Dana White’s Evaluation of UFC 307 Officiating: “Atrocious”

Salt Lake City — Fans in the building, media members on the ground and online, and even UFC CEO and President Dana White were all left fuming at the officiating that bogged down Saturday’s UFC 307 card.

“Atrocious” was the one word description White used during the card’s post-fight press conference, speaking to media outlets including Cageside Press.

“I thought the judging tonight was atrocious. I felt like I was at a boxing match in Ireland tonight,” exclaimed White, clearly not a fan of some of the scorecards that were turned in. Tecia Pennington vs. Carla Esparza raised eyebrows early, especially a 30-27 scorecard favoring Pennington. Jose Aldo vs. Mario Bautista and Julianna Pena vs. Raquel Pennington also had many questioning what fights the judges were watching.

“I thought the judging was atrocious tonight, I’ll just leave it at that,” reiterated White a bit later.

Then there was the referee’s lack of action in Cesar Almeida vs. Ihor Potieria. Across three rounds, Potieria would eat no fewer than four eye pokes and a low blow. No point was ever taken, and the ref barely bothered to warn Almeida to keep his weapons under control.

“I missed that, I was in my room and we were talking to people,” admitted White. “But [Marc] Ratner [UFC Vice President of Regulatory Affairs] walked in right after it happened, and was like ‘yeah, that ain’t happening again tonight.'”

When the Aldo vs. Bautista fight, which Mario Bautista won off his wrestling despite not landing a takedown, was brought up again, White went a little deeper into the officiating. Especially the referee not breaking up the action against the fence, which boiled down to a lot of stalling.

“I always think the ref should be more active on that. A hundred percent. Especially when somebody keeps doing it to stall,” White suggested. “If you’re judging on a guy, whether it’s control, if it’s this or that, if you’re not trying to fight, how do you win the fight? And if you’re looking at attempted takedowns, what about stuffing the takedowns? Just, madness.”

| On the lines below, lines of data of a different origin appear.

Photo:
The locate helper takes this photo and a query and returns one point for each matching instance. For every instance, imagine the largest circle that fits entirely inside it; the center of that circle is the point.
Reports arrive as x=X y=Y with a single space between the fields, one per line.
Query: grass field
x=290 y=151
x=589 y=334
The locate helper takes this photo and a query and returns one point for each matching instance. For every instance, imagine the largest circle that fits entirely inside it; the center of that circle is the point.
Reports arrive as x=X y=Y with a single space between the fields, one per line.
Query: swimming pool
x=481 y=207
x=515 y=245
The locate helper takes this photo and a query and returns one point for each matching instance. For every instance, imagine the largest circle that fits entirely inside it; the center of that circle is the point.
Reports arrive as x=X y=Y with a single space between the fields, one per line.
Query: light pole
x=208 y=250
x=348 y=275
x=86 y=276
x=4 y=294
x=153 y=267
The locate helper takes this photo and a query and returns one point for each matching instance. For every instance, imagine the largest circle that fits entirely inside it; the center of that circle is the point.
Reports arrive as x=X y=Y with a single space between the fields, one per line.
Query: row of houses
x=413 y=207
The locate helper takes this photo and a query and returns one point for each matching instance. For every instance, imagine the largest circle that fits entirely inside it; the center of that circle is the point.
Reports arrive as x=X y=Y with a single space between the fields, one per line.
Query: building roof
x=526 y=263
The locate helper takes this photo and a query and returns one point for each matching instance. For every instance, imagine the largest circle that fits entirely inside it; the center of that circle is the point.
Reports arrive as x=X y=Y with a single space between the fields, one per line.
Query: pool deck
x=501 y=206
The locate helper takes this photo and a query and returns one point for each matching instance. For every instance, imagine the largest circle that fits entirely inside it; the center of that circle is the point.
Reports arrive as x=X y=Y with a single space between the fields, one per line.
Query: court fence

White also agreed with the media’s suggestion that there’s both offensive and defensive grappling. He sees it as the ref’s responsibility, however, to keep the action flowing regardless.

“When you can tell that the guy definitely doesn’t want to stand and strike, and just wants to stall against the fence, yes the ref, that’s their job. They’re supposed to see it. When they see it continually happening and the guy is not trying to win the fight, then you keep trying to break them up.”